6,5.
Je suis partagé. J'aimerais lui mettre 7 mais je retrouve les kitscheries croquignolesques vues dans The Whale, qui m'exaspèrent, m'endorment ou me donnent envie de zapper, MAIS j'y vois aussi une quête du sublime qui transcende l'oeuvre, du réal à la réal, du maître d'oeuvre à la maîtrise d'ouvrage, du peintre à la toile, du créateur au créé.
C'est parfois maladroit, quand le geste n'est pas bien assuré, quand Jackman part en sanglots difficilement crédibles, quand ça se noie dans des notes de piti piano qui pourtant se veulent mesurées... Et pourtant cette histoire d'amour simple et contrariée fonctionne quand même. Contrariée par une narration explosée en 3 temporalités qui sont en réalité 3 espace-temps qui rendent + complexes et prétentieux une histoire qui pourtant devrait être claire comme l'eau de roche... De La Fontaine, de jouvence, ou de la fable affable.
Contrariée aussi parce que vouée à l'échec par la fatalité, la présence fantomatique d'une femme qui sert d'élément perturbateur dans la quête de transcendance blasphématoire du père Jackman, qui veut se faire Dieu-homme, calife à la place du calife, donneur de vie à la place du preneur de vie.

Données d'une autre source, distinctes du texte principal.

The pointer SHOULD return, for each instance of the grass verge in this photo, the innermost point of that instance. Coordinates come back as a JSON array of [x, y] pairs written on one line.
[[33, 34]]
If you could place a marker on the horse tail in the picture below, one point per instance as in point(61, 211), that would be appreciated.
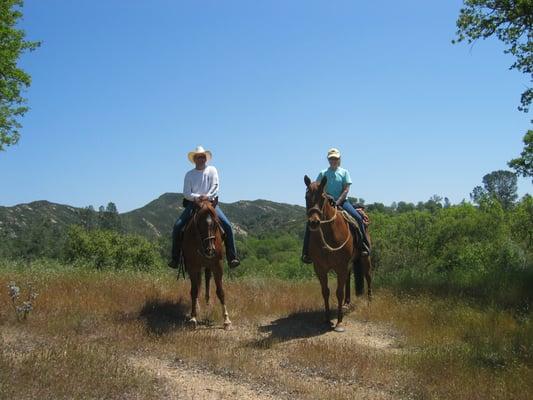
point(358, 277)
point(207, 278)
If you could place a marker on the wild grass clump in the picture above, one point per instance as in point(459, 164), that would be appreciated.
point(72, 370)
point(22, 308)
point(88, 325)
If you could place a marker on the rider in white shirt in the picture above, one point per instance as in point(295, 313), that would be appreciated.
point(201, 183)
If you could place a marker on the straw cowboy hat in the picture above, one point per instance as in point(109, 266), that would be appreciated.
point(334, 153)
point(199, 150)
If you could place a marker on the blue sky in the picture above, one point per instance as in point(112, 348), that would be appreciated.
point(122, 90)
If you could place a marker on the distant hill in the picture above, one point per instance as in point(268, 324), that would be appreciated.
point(249, 217)
point(156, 218)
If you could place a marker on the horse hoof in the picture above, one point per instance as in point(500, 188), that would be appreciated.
point(193, 324)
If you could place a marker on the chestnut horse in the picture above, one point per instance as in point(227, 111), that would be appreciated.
point(331, 247)
point(202, 248)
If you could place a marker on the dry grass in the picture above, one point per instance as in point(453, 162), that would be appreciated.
point(85, 327)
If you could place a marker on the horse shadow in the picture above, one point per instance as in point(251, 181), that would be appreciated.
point(163, 317)
point(298, 325)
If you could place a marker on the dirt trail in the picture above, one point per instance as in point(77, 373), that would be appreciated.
point(187, 382)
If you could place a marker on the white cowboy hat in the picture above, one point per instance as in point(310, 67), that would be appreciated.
point(199, 150)
point(333, 152)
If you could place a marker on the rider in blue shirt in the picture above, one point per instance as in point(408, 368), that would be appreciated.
point(337, 186)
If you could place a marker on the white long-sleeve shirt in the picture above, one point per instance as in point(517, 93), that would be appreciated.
point(201, 182)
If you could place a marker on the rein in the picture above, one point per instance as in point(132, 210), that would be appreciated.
point(200, 249)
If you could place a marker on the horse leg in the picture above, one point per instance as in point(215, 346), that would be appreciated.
point(368, 276)
point(347, 294)
point(196, 278)
point(342, 274)
point(323, 278)
point(220, 294)
point(207, 281)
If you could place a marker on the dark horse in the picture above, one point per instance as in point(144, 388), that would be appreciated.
point(331, 247)
point(202, 248)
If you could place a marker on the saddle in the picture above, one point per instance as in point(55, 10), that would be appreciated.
point(359, 236)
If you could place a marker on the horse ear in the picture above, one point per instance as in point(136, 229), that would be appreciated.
point(323, 183)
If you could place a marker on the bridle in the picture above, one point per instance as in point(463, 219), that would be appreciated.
point(320, 212)
point(211, 232)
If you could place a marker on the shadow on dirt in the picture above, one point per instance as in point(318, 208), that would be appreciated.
point(163, 317)
point(298, 325)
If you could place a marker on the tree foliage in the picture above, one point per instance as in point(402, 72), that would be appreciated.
point(523, 165)
point(511, 22)
point(12, 79)
point(499, 185)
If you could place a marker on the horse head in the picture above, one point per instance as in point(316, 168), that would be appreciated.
point(206, 223)
point(315, 201)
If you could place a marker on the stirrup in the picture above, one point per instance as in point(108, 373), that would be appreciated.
point(305, 259)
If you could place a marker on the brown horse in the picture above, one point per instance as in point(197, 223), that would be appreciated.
point(331, 247)
point(202, 248)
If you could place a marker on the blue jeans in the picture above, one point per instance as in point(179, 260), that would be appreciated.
point(347, 206)
point(181, 222)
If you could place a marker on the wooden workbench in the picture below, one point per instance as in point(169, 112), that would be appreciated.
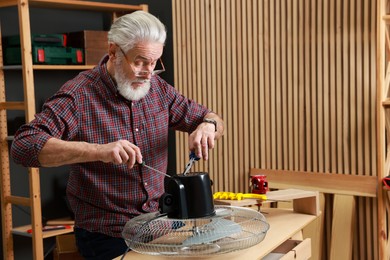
point(284, 224)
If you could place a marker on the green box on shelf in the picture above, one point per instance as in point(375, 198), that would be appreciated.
point(58, 40)
point(46, 55)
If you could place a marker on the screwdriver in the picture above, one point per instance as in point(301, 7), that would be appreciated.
point(153, 169)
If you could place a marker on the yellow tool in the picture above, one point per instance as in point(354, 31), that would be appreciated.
point(224, 195)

Bref un film poétique qui se déploie sur 3 timelines en se contenant sur 1h30, ça donne une impression de variété mais ça permet pas vraiment de se sentir "plein", comblé, en plénitude, comme l'a ressenti Rachel Weisz à l'approche de sa mort et comme le répète son oraison funèbre.
Ça donne une exemplification du savoir-faire d'Aronofsky mais ça laisse sur sa faim, surtout quand ça touche à la représentation spatialo-mystique qui brille à la fois par son code couleur, mais aussi par un certain mauvais goût pas vraiment assumé en tant que tel, donc un futurisme spirituel premier degré mais pas de première qualité, qui brille en écho avec l'espace-temps du présent qui a une aura onirique figée, poussiéreuse mais volatile, comme si les particules ne retombaient jamais, comme si même à l'époque de sa sortie cet espace-temps était déjà flanqué d'une atmosphère douce-amère, rigoureusement terre-à-terre par la quête scientifique de santé et d'immortalité pas très très éthique, et cet espace de la chambre à coucher qui semble sorti d'un rêve. Soit un mélange qui se veut foncièrement uncanny et laisse donc matière à appréciations multiples sur la plausibilité de l'histoire, les motivations du héros et son état de santé mentale, à le voir se débattre comme une créature damnée apeurée et éplorée, rasé à blanc et habillé comme un aliéné dans sa représentation futuriste.
Et si après tout il ne s'agissait pas d'un rêve-cauchemar d'un grabataire comateux lui-même en fin de vie, qui expérimente une NDE, une Expérience de Mort Imminente, et la transpose, la projette, sur une épouse hypothétique, un potentiel amour perdu, qu'il n'a d'ailleurs peut-être jamais vécu. L'autre au féminin, c'est lui ? Celui qui ultimement retourne à la terre comme l'Inquisiteur s'autoflagellant parlait de retourner à la cendre aurait-il donc tout inventé pour s'exprimer en vase clos une dernière fois avant de rendre l'âme ? Un baroud d'honneur de la matière grise pour tenter de s'émanciper de cette prison de chair et de sang, représentée par cette bulle qui se déplace tel un vaisseau dans le grand vide spatial ?
Bref s'il ouvre + de portes qu'il n'en referme, il n'en demeure pas moins intéressant pour la fantasmagorie bienvenue qu'il propose, quitte à paraître sérieusement ringardos' à force de se saper comme jamais sous 3 parures dépareillées.